José, pareja de Marisol, nos recoje en su carro frente a la estación ferroviaria de Rossio. Ésta queda en un edificio de fachada de piedra y particular arquitectura "manuelina" que a mí me parece un poco morisca y un poco gótica, osea, un mejunje, pero es atractiva en parte por ser rara.
Le estrecho la mano a José mientras Marisol nos presenta y abrazo a su hija Madalena. Y de inmediato, ya en el carro, nos dirijimos al oeste a lo largo de la ribera del Tajo, hacia Belém. Allí nos detenemos y lo primero es lo primero: a comer pastelitos de nata. Entramos a Pastéis de Belem, el establecimiento más famoso y antiguo, nos sentamos en el patio interno y pedimos un pastelito cada uno, incluyendo a Sofía, quien ya comió helado, como yo. Los viejos acompañamos el pastel con una copita de vino de Porto, apenas dulce y delicioso.
Contentos, caminamos hasta el Mosteiro de los Jerónimos, un monasterio majestuoso, de dimensiones enormes, que a mí me parece exagerado para un monasterio pero hermoso como obra arquitectónisca.
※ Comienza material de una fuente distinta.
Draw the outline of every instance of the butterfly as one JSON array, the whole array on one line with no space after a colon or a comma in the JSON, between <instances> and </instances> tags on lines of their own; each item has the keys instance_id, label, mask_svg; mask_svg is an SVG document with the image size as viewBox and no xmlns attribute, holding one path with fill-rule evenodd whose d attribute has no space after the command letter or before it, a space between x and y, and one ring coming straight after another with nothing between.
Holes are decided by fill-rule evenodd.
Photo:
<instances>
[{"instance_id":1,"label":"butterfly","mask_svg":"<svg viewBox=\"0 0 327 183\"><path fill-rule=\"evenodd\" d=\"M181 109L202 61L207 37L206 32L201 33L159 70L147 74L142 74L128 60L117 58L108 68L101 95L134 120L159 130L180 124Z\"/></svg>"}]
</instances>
Es de noche y ha cerrado, por lo que no podremos visitar las tumbas de Camões, Vasco da Gama y Fernando Pessoa.
En cambio, vamos hasta la Torre de Belém. Sus fundamentos se encuentran en el propio río Tajo. Es una torre fortificada, de piedra, construída a principios del siglo XVI, que protegía el puerto de Lisboa. Esta noche es un campo de juegos para las niñas. Sofía y Madalena corren juntas hasta la playa frente a la torre y juegan a llegar hasta la orilla y luego correr por la arena huyendo de las leves olas de la desembocadura del Tajo que mueren allí. Hay tres medusas muertas en la playa y las chiquitas también juegan a pisarlas con sus tenis y salir corriendo. A ambas las han ortigado medusas y saben que arde mucho. Eso me cuentan. Yo piso también la arena y escucho el suave canto del oleaje mientras miro la torre iluminada y el fluir de las aguas.
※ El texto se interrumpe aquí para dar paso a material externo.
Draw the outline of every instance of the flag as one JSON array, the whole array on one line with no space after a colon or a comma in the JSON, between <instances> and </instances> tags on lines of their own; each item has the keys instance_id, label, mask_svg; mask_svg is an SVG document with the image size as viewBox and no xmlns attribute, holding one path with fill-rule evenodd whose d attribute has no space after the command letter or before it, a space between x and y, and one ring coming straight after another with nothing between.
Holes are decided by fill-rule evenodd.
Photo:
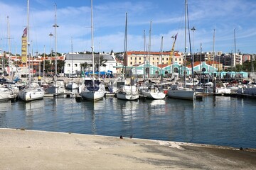
<instances>
[{"instance_id":1,"label":"flag","mask_svg":"<svg viewBox=\"0 0 256 170\"><path fill-rule=\"evenodd\" d=\"M26 38L28 34L28 29L27 28L25 28L24 30L23 30L23 34L22 35L23 38Z\"/></svg>"},{"instance_id":2,"label":"flag","mask_svg":"<svg viewBox=\"0 0 256 170\"><path fill-rule=\"evenodd\" d=\"M174 46L175 46L176 40L177 39L177 36L178 36L178 33L176 33L176 35L174 37L174 44L173 44L173 46L172 46L172 48L171 48L171 52L170 52L169 60L168 61L168 64L169 65L171 65L172 56L174 55Z\"/></svg>"}]
</instances>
De allí vamos al Padrão dos Descobrimentos, un monumento a la era de exploraciones marítimas y "descubrimientos" de los portugueses. El monumento está rodeado de andamios por obras de restauración. Pero la plaza al frente despliega en el piso un mapa de las exploraciones navales portuguesas, con las fechas en que llegaron a distintos puntos del orbe, en América, África y Asia. Es realmente impresionante lo que hicieron aquellos navegantes: zarpar desde aquí y navegar por el Atlántico para llegar al Pacífico y al Índico.
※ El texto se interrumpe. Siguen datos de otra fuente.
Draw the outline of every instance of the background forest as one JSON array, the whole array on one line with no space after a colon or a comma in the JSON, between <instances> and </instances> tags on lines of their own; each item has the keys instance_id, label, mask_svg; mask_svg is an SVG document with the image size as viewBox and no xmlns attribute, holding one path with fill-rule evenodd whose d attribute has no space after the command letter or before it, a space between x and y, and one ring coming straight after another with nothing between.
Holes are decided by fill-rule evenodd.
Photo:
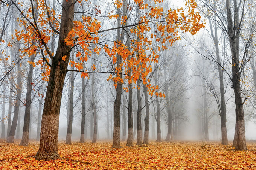
<instances>
[{"instance_id":1,"label":"background forest","mask_svg":"<svg viewBox=\"0 0 256 170\"><path fill-rule=\"evenodd\" d=\"M256 139L255 5L0 0L1 138L40 140L35 158L46 160L61 158L58 141L247 150Z\"/></svg>"}]
</instances>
Y yo, exhausto y agradecido, pensé que acá terminaba nuestra jornada. Son casi las 11 pm. Pero Marisol le pregunta a José si vamos a Cascais y él, gentil, dice que sí. Entonces nos vamos bastante más hacia el oeste, al pueblo de Cascais en un extremo de esta península. Es hermoso. Sus casas son lujosas pero no ostentosas, me parece. Y en el centro hay muchos bares y restaurantes con terrazas agradables. Hay bastante movida a medianoche. Eso sí, abundan los ingleses. Los evitamos y vamos a la playa. Y allí, en una playita de arena blanca bañada por el Atlántico, acaban mis descubrimientos del día.
Lo que resta es regresar a Lisboa y despedirme de mis amigos, sobre todo de Marisol, dándoles un fuerte abrazo en la calle Alegría. Cuano se alejan en carro, Marisol me sonríe y Sofía parece triste, pues alza sus cejitas y las junta mientras me dice adiós con su manita.